The old woman went on moaning, her lips forming the single no over and over. She could have taken herself from the swords and easily walked outside, but she wouldn’t. Maybe she couldn’t even see the door right under her nose.

Maybe Elsie was little more than a phantom to the old woman.

She left.

The door locked behind her.

A child sat in the middle of an empty room behind another door, numb, legs folded under him, engulfed in fire, shadowed figures shouting down on him.

Behind another, the walls were speakers where every imaginable noise and sound spilled through them in an endless torrent. The person there covered their ears, screaming and screaming without making a sound.
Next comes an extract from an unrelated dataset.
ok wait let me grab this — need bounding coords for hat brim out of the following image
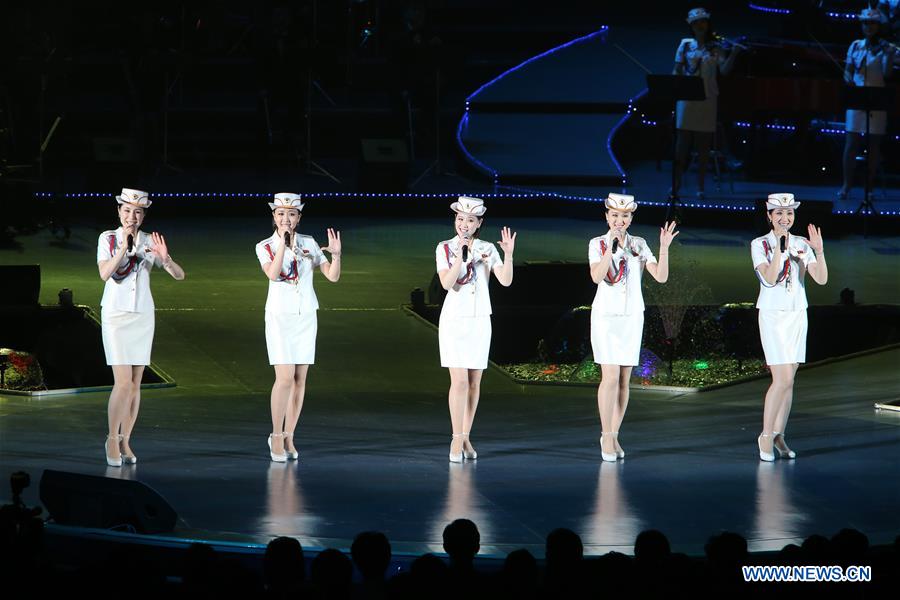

There was a ballerina on a turning stage in the shape on an old music box. The mechanism cranked and turned, the music began, and the ballerina raised to dance. Her body was fluid and serene, but her face – there was strain around her sunken eyes. There were no strings keeping her there, no chains on her dainty ankles, and yet over and over she raised and she danced the same dance to the same song whenever the mechanism cranked and turned no matter how badly she wanted to stop.

Every time she tried to explain to them how easy it was to leave.
Every time they wouldn’t hear her.
And, every time she shut the door behind her, it locked.
Ah, Elsie thought. This must be hell.

It wasn’t until she opened every door, witnessed every torture that, little by little, something began to fray inside her and it itched. Itched to thrash, scream, and sob. She stood in the middle of the room under the chandelier, her body relaxed, but the fraying happened faster and faster until, finally, her lips ticked, she brought her fists to her head, and screamed a scream buried in the depths of her being.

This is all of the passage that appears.